CEN_EdG a écrit :
Je parlais strictement de l'armée française du XIVe siècle, donc pas de relativisme chez moi. Et oui, elle est retombée dans l'enfance de l'art par rapport à ce que pouvait faire une légion romaine sur un champ de bataille. Cela tient à un affaiblissement de la fonction commandement et à une incapacité à générer une armée permanente dans la durée, capable de concaténer et de théoriser des enseignements tactiques sur le long terme, et d'apporter ainsi des évolutions hors conflits.
Elle est dans une logique de stagnation depuis le XIIIe siècle et est incapable de s'opposer aux innovations techniques et tactiques apportées par ses concurrentes. Ce qui ne lui ôte en aucune manière son courage ni ne nie les qualités individuelles de ses combattants. C'est juste que collectivement, elle n'est plus performante parce qu'elle s'avère incapable de manoeuvrer sur le champ de bataille et d'évoluer en dehors.

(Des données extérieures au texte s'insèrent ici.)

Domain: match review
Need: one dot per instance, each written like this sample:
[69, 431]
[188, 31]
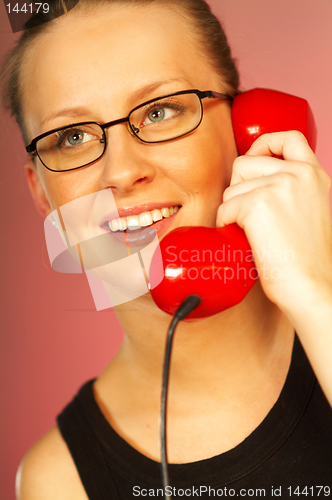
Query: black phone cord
[187, 306]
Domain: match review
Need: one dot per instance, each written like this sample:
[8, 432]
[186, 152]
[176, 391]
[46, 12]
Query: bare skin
[227, 370]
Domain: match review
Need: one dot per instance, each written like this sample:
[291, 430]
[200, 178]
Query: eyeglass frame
[31, 149]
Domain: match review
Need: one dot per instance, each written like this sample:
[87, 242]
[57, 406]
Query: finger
[233, 210]
[250, 167]
[291, 145]
[248, 185]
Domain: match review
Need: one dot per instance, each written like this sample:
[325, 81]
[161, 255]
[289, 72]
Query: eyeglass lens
[162, 120]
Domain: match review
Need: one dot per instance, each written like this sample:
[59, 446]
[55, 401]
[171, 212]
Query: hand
[283, 207]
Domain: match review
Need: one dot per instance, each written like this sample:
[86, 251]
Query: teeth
[133, 222]
[144, 219]
[165, 212]
[156, 215]
[123, 223]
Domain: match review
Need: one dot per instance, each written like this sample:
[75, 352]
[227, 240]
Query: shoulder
[47, 472]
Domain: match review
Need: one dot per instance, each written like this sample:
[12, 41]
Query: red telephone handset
[217, 263]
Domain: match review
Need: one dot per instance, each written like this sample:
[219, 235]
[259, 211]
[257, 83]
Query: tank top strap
[84, 448]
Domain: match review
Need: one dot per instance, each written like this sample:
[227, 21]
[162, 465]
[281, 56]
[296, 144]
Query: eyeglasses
[158, 120]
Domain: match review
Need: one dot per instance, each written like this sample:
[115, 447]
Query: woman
[228, 371]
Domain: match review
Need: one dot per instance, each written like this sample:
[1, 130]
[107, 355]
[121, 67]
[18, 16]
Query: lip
[145, 235]
[137, 210]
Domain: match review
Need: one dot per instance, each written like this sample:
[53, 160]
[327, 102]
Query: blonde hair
[207, 29]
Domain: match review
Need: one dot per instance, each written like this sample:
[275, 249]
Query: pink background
[52, 339]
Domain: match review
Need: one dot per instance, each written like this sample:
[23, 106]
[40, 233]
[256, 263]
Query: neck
[237, 341]
[227, 372]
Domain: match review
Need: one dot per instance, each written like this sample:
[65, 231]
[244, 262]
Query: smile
[147, 218]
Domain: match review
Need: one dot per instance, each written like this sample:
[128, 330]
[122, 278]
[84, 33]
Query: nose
[126, 164]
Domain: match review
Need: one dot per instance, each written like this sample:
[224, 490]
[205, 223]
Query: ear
[37, 189]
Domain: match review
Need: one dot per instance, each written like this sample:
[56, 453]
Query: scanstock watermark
[225, 264]
[201, 491]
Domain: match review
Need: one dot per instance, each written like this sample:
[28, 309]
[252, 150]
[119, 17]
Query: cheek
[199, 163]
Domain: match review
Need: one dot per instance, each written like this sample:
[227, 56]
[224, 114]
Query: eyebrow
[80, 111]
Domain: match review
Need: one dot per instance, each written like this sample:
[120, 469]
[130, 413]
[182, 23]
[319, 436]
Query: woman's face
[97, 66]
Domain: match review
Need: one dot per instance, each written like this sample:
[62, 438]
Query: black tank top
[289, 455]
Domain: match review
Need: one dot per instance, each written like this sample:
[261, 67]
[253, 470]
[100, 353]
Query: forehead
[101, 60]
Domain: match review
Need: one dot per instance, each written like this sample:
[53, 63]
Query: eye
[161, 112]
[73, 137]
[157, 115]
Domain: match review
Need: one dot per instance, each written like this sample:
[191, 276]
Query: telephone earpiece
[262, 111]
[217, 263]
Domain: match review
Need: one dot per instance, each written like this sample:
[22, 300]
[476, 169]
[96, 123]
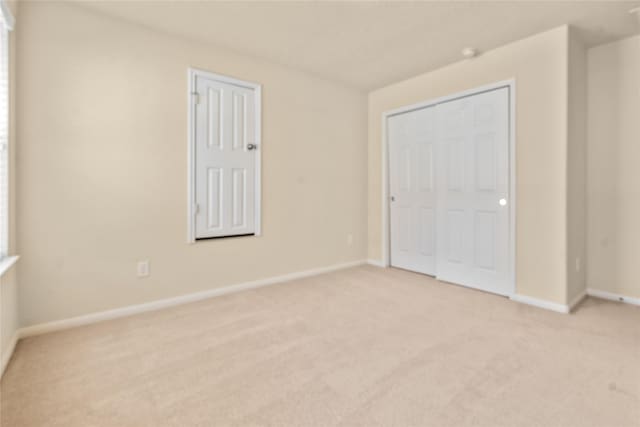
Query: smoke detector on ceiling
[469, 52]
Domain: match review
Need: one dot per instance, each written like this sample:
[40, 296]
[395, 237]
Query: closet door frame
[386, 214]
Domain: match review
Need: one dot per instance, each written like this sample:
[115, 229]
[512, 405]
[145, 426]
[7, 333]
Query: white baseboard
[547, 305]
[613, 297]
[87, 319]
[376, 262]
[582, 295]
[8, 352]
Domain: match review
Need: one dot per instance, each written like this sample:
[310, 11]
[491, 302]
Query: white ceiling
[371, 44]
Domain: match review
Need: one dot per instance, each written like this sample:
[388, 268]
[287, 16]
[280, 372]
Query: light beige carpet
[360, 347]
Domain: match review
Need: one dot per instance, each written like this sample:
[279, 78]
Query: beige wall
[576, 169]
[539, 65]
[9, 321]
[613, 173]
[103, 167]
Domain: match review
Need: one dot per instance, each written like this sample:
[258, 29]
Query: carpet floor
[359, 347]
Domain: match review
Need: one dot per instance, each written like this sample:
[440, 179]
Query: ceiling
[368, 45]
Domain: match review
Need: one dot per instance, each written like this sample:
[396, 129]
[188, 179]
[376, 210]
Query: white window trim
[193, 73]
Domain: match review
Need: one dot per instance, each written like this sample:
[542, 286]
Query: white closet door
[225, 120]
[473, 189]
[411, 139]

D'un point de vue tactique je suis d'accord mais finalement passer à coté des nouveauté du siècle n'est pas un problème qui n'arrive qu'aux armées de sociétés "archaïques" ; il suffit de voir la situation de l'armée française en 1870 ou en 1940 pour s'en convaincre. Contrecarrer des tactiques nouvelles, les anticiper est une chose très complexe et malgré l'exceptionnel outil militaire romain les volées sont nombreuse face à un nouvel adversaire et de nouvelles pratiques. Il faut parfois des dizaines d'années d'adaptation et de corrections pour que les Romains parviennent à répondre efficacement à de nouveaux défis tactiques. Finalement le blocage tactique français des XIVe et XVe siècle est surtout dû à la place grandissante d'une aristocratie jalouse de son statut et craignant de perdre la main.
Je n'aime vraiment pas cette idée "d'enfance de l'art" ; elle sous entend que la pratique des combattants était médiocre et non avenue. C'est oublier qu'elle a dominé les champs de bataille entre le XIe et le XIIIe siècle et que sa sclérose n'est que très progressive.
Pour ce qui est des innovations technique par contre justement, le chevalier s'adapte en permanence ; l'armure se complète et rend le combattant très difficile à blesser par les moyens disponibles. De même son armement se diversifie et voit se multiplier les armes contondantes capables justement de blesser rudement les ennemis ainsi protégés.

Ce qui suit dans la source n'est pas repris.